We then join the spatial grid to the administrative boundary set at which we want to predict poverty, in this case councils (admin- 2). This results in a simulated census file with estimated population (from WorldPop), admin-2 attributes, and gesopatial covariates.

The second input into our model are the geocoded household survey responses, to which we also merge all of the geospatial features.

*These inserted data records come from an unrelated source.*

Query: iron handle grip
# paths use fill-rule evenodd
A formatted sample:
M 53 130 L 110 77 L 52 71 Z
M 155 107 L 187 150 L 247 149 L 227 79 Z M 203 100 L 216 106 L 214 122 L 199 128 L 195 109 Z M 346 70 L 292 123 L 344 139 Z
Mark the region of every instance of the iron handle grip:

With these two files, we run a number of Small Area Estimation models in Stata to impute household welfare into the population grid, resulting in small area estimates of poverty at the council level.

Results#

The map below shows the poverty rates estimated with an Empirical Best Predictor (EBP) with benchmarking

Hide code cell source
adm2 = gpd.read_file(join(pac_dir, 'admin', 'adm2', 'vut_admbnda_adm2_spc_20180824.shp'))
pov = pd.read_stata(join(out_dir, 'Vanuatu_geospatial_poverty_estimates.dta'))
adm2 = adm2.merge(pov, left_on="ADM2_PCODE", right_on='adm2_pcode')

m = adm2.explore(
    column='Head_Count_ebp_bmark',
    tooltip="Head_Count_ebp_bmark",
    cmap="YlOrRd",
    scheme='equalinterval',
    popup=True,
    legend_kwds=dict(colorbar=False, caption='Poverty Rate, EBP', fmt="{:.0%}", interval=True)
    )
# folium.TileLayer('Stamen Toner', control=True).add_to(m)
m
Make this Notebook Trusted to load map: File -> Trust Notebook

Comparison with Direct Estimates#

We examine the correlation between our estimates and the results from a direct estimate using official census data. The table below reports the correlation between each model and the direct estimate.

Method

Total

Sampled Area Councils only

EBP

0.921

0.920

EBP with benchmarking

0.926

0.926

MERF

0.838

0.840

MERF with benchmarking

0.883

0.894

Direct survey estimates

N/A

0.798

We find that the alternative geospatial method is very close to the traditional census-based approach. This is promising, as we might be able to update these estimates in non-census year, or estimate poverty in other areas where a census may not be available.